U.C. Davis Campus Police Chief Suspended After Protestors Pepper Sprayed

The University of California, Davis, campus police chief has been placed on administrative leave after a video showing campus police pepper spraying seated protestors has gone viral. Protestors have called for the resignation of U.C., Davis chancellor Linda P.B. Katehi, according to The New York Times. The video has been viewed hundreds of thousands of times. Speaking at a rally Monday, Katehi apologized to the protestors. “I feel horrible for what happened on Friday,” she said.

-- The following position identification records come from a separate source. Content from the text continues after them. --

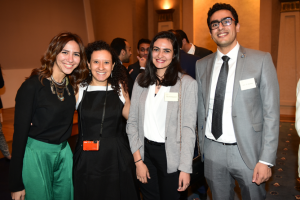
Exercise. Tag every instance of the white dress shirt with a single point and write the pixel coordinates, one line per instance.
(228, 135)
(95, 88)
(192, 49)
(155, 114)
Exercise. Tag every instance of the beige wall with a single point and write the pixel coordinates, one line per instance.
(26, 30)
(118, 18)
(249, 16)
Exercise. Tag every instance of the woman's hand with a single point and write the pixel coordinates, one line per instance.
(184, 181)
(142, 61)
(142, 172)
(20, 195)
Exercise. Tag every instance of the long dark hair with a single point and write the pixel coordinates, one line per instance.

Occupy Movement Camps in New York and Oakland Emptied by Police

Encampments of protestors in New York and Oakland, both part of the Occupy Wall Street Movement, were raided by police Monday and cleared of demonstrators, tents and garbage. Officials in both cities said the camps posed health and safety concerns for the protestors and nearby residents. Police cleared the Occupy Wall Street camp in Lower Manhattan’s Zuccotti Park, birthplace of the Occupy movement, Monday. About 180 to 190 demonstrators in the park were arrested, according to The New York Times. At a news conference Tuesday, Mayor Michael Bloomberg said the park needed to be cleared because “health and safety concerns had become intolerable.” Protestors have been camped out in the park for two months.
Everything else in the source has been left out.